# recommendations?



## ckamanao (Mar 20, 2010)

Weather is supposed to be fairly nice so I'm thinking about fishing the middle provo this weekend. I'm wondering if anyone has any advice on what flies i should use and why i should use them. I'm trying to learn, since i'm still really new to the sport, what flies to use and when. I could go to one of the fly shops but they seem to be more about selling me an assortment but not educating me on the "why". Any help would be great!


----------



## trout bum (Oct 5, 2010)

The funnest part of fly fishing is finding all of the clues and putting them all together to solve the puzzle. Go to the river, sit down and observe the water for a little bit before walking out into it. Any fins?, heads? are they leaving a bubble on the surface. Siene the water in a riffle find out what bugs are in there and match them up. Its a tailwater, there are always scuds and sowbugs. A river offers up a lot of clues if you care to listen to it.


----------



## kochanut (Jan 10, 2010)

flip rocks and pay attention. Barrs Emerger, really small, like an 18 to a 22 is my go to fly down there along with something else, but if you flip rocks and look hard enough youll see!


----------



## trout bum (Oct 5, 2010)

trout bum said:


> The funnest part of fly fishing is finding all of the clues and putting them all together to solve the puzzle. Go to the river, sit down and observe the water for a little bit before walking out into it. Any fins?, heads? are they leaving a bubble on the surface. Siene the water in a riffle find out what bugs are in there and match them up. Its a tailwater, there are always scuds and sowbugs. A river offers up a lot of clues if you care to listen to it.
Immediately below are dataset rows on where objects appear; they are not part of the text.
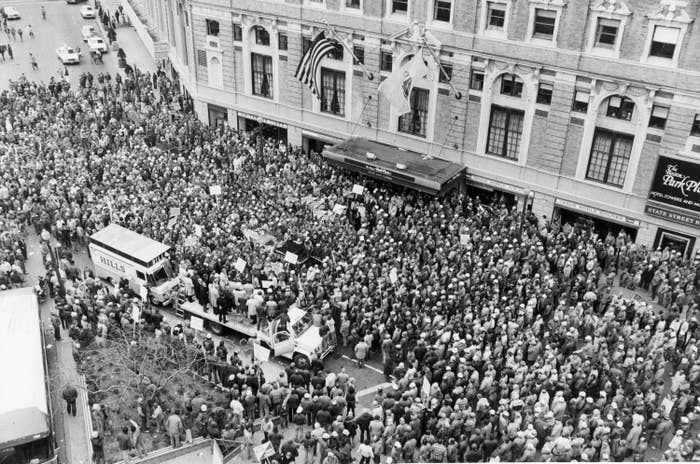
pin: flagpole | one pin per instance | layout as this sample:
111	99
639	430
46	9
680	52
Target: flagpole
458	94
370	76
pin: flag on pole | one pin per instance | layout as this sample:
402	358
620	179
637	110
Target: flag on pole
308	66
397	87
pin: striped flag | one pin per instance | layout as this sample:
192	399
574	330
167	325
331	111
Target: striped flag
308	66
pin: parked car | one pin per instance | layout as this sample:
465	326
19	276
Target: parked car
88	31
9	12
87	12
68	55
97	44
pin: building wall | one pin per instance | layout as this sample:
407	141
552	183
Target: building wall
556	145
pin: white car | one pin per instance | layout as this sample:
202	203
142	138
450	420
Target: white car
88	31
68	55
9	12
87	12
96	44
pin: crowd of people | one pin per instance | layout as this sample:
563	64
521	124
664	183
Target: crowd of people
512	322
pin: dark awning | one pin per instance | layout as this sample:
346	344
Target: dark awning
434	176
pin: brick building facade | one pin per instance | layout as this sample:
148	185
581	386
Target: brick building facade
566	106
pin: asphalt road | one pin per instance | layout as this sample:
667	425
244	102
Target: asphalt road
61	26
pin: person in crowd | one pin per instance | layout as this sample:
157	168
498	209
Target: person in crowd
505	335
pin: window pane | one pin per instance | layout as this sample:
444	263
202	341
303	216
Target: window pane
544	23
333	91
666	34
505	132
442	10
606	33
496	16
399	6
609	158
262	75
695	129
477	80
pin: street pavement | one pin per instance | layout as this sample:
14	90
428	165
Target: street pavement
62	26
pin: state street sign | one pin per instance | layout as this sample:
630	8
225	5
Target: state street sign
676	183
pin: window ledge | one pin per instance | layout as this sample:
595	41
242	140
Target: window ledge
445	26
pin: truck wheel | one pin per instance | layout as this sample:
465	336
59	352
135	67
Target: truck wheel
301	361
217	328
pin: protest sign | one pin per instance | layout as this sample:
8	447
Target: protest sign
260	352
291	257
197	323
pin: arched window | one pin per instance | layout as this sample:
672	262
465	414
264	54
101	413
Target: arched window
613	140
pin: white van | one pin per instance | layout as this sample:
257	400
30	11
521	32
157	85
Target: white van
118	253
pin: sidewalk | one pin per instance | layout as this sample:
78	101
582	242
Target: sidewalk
127	38
71	432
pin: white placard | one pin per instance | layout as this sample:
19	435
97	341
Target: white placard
291	257
197	323
393	276
136	313
260	352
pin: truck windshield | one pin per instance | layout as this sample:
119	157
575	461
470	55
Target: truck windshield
302	324
158	277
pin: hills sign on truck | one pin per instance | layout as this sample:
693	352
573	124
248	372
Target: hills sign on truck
119	253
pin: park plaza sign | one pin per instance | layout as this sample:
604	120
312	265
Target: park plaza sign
675	191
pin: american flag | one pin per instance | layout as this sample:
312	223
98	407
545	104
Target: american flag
308	66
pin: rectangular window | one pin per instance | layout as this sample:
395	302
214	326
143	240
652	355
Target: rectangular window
545	21
305	44
282	41
620	108
262	74
333	91
212	27
262	37
385	61
448	70
359	54
511	85
664	41
336	53
505	132
496	18
442	10
476	80
399	6
606	33
237	33
659	115
610	155
416	121
580	103
544	93
695	129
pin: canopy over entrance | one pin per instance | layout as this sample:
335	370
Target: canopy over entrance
378	160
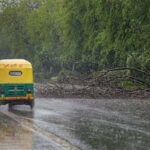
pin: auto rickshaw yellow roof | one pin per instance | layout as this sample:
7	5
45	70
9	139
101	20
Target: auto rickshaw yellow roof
6	63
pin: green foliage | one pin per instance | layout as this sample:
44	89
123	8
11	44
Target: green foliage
86	35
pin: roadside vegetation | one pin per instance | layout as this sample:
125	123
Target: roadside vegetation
79	38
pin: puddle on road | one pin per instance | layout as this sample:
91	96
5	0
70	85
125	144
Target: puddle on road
109	135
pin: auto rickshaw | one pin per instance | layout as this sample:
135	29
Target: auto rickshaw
16	82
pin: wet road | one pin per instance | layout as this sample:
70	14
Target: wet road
77	124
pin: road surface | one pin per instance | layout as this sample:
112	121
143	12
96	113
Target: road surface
77	124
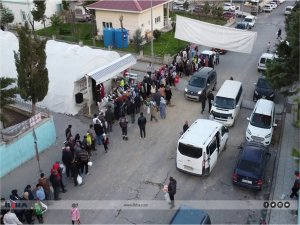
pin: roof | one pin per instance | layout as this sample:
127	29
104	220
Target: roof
188	215
126	5
199	132
229	89
264	107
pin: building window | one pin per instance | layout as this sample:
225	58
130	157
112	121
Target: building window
157	19
107	24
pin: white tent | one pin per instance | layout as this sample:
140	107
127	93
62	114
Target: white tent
66	63
215	36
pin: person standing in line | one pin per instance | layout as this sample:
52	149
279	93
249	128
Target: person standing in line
279	34
68	132
109	117
123	124
142	125
203	102
210	99
217	57
162	108
75	214
172	191
296	185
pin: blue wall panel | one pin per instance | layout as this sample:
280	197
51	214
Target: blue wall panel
21	149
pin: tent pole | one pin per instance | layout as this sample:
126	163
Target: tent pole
89	95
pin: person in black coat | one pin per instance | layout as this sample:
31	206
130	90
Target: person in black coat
142	124
67	157
172	190
55	182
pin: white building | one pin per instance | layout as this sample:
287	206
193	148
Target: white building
22	10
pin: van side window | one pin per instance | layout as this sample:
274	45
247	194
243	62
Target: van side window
238	96
212	146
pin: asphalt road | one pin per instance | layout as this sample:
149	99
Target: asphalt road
137	169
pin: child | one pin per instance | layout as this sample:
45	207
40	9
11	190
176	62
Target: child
75	215
38	210
105	142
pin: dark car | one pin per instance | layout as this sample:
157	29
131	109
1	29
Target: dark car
263	89
220	50
251	165
202	81
188	215
242	26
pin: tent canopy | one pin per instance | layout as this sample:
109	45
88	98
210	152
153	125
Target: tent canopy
112	69
214	36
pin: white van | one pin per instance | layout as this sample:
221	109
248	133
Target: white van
263	60
228	102
199	147
288	10
261	122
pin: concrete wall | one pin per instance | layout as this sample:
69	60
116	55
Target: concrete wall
21	149
131	21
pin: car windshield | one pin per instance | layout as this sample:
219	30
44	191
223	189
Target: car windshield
197	81
263	83
224	103
190	150
247	165
261	121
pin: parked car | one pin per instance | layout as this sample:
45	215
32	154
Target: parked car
250	168
220	50
263	90
242	26
228	15
188	215
250	20
200	83
261	122
268	8
228	7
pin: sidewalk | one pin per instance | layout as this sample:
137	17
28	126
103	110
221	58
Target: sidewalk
283	180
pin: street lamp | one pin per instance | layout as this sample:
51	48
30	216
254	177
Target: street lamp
152	54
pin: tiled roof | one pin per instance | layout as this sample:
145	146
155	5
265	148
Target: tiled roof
126	5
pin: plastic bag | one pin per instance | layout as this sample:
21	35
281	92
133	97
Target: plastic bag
79	179
167	197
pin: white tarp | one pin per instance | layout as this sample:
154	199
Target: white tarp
215	36
66	64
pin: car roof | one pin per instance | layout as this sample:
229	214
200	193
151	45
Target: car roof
229	89
264	107
267	55
253	151
188	215
199	132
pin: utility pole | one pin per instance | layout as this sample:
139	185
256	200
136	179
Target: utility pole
152	54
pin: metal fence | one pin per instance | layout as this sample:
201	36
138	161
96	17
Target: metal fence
11	132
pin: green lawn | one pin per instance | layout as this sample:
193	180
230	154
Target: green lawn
165	44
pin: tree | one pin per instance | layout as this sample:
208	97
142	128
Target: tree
283	71
56	22
6	16
38	13
137	39
7	94
206	8
30	62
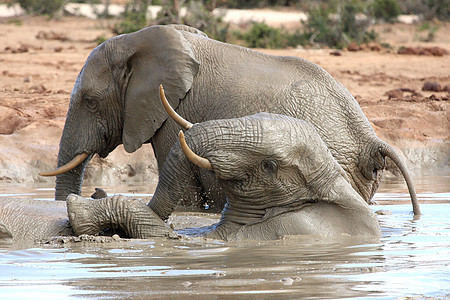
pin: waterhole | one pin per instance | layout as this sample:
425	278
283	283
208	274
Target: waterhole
412	259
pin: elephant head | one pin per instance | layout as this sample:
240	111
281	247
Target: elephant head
115	99
278	175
I wasnt trying to sound like an "A" hole I just think that if you are trying to learn you should start out learning the right way to do it. You will get a lot more satisfaction in the long run.


----------



## ckamanao (Mar 20, 2010)

no worries trout bum!! Are there certain flies to fish for certain parts of the year? Or is all observation and matching it, as best you can, to what you have in your box?


----------



## madonafly (Dec 27, 2007)

SCUDS and SOW BUGS anytime. It is their diet 24/7


----------



## trout bum (Oct 5, 2010)

ckamanao said:


> no worries trout bum!! Are there certain flies to fish for certain parts of the year? Or is all observation and matching it, as best you can, to what you have in your box?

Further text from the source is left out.